Il doit être constaté que dans le dispositif de ses dernières conclusions, la société Irrigation Système Caraïbes ne conclut ni à la confirmation du jugement sur le montant du loyer, ni au rejet des prétentions adverses, sur les loyers restant dûs. Elle ne critique pas davantage les conclusions du rapport d'expertise et son évaluation du loyer correspondant au seul rez-de-chaussée.
Compte tenu du loyer de base donné dans le bail, il doit être admis avec les appelantes que le montant des loyers actualisés par l'expert est donné hors taxes. Par conséquent, les loyers effectivement payés à titre provisoire durant la procédure par la société Irrigation Système Caraïbes, qui étaient nécessairement TTC, ne pouvaient pas être retranchés tels quels du montant qui aurait dû être payé en fonction de la revalorisation déterminée HT. La correction opérée par les sociétés bailleresses successives, suivant une démonstration qui convainc la cour, et qui n'est pas contestée par la partie adverse, il convient de faire droit aux demandes au titre des arriérés.

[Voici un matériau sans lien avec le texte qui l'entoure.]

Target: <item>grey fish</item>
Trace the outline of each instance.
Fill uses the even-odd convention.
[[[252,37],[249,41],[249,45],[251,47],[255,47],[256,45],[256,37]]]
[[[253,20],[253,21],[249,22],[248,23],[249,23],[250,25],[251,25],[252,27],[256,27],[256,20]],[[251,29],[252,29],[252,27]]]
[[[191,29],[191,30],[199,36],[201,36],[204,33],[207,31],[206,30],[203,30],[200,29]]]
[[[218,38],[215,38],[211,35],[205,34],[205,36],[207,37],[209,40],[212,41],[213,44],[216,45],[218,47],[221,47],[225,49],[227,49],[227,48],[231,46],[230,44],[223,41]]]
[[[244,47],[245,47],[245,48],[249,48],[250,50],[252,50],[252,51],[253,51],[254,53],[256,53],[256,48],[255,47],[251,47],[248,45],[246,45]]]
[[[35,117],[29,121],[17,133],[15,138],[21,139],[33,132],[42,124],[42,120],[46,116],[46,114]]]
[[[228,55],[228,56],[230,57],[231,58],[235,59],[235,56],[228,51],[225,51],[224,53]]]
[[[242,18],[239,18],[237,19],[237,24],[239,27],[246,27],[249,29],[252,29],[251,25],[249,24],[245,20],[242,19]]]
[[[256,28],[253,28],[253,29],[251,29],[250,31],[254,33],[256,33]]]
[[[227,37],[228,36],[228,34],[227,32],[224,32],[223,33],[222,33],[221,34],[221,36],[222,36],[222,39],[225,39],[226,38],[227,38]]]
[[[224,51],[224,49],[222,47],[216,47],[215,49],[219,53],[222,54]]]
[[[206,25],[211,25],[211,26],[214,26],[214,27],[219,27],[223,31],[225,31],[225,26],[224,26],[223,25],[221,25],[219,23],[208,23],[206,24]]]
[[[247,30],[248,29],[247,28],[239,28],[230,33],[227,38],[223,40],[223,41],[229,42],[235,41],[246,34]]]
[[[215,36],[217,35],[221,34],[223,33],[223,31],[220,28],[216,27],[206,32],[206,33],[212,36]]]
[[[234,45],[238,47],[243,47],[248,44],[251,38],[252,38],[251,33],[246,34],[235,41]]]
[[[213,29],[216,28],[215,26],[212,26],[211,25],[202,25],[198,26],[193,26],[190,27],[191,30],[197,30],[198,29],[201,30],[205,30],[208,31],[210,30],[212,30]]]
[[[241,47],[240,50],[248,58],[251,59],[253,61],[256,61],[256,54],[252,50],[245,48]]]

La société Irrigation Système Caraïbes supportera les entiers dépens de première instance et d'appel comprenant les frais d'expertise, et l'équité commande d'allouer à la SCI Les Lauriers Roses et la SCI ADJ une somme totale de 1500 € sur le fondement de l'article 700 du code de procédure civile.
PAR CES MOTIFS ;
La cour,
Vu l'arrêt du 18 avril 2008,
Vidant sa saisine,
Dit que le bail consenti à la société ISC par la SCI LES LAURIERS ROSES puis par la SCI ADJ renouvelé pour 9 ans à compter du 1er août 2005 ne porte que sur le rez-de-chaussée de l'immeuble pour une surface de 290 m ²,
Fixe le loyer dudit bail après réévaluation indiciaire aux sommes suivantes :
-2. 034, 63 € HT soit 2. 207, 57 € TTC au 1er août 2005
-2. 147, 66 € HT soit 2 330, 21 € TTC au 1er août 2006
-2. 251, 54 € HT soit 2 442, 92 € TTC au 1er août 2007
-2. 326, 38 € HT soit 2 524, 12 € TTC au 1er août 2008
-2. 301, 94 € HT soit 2 497, 60 € TTC au 1er août 2009
-2. 341, 72 € HT soit 2 540, 77 € TTC au 1er août 2010
Condamne la société Irrigation Système Caraïbes à payer à :
- la SCI LES LAURIERS ROSES la somme de 23. 779, 27 € HT soit 25. 800, 50 € TTC à titre d'arriérés de loyers dus pour la période d'août 2005 à février 2008 inclus,
- la SCI ADJ la somme de 42 069, 53 € HT soit 45. 645, 44 € TTC à titre d'arriérés de loyers dus pour la période de mars 2008 à octobre 2011 inclus,
Déboute la société Irrigation Système Caraïbes de ses demandes reconventionnelles,
Condamne la société Irrigation Système Caraïbes à payer aux concluantes la somme totale de 1. 500 € sur le fondement de l'article 700 du Code de Procédure Civile,
Condamne la société Irrigation Système Caraïbes aux entiers dépens y compris les frais d'expertise.
Signé par Mme DERYCKERE, Conseillère, et par Mme RIBAL greffière, auquel la minute a été remise.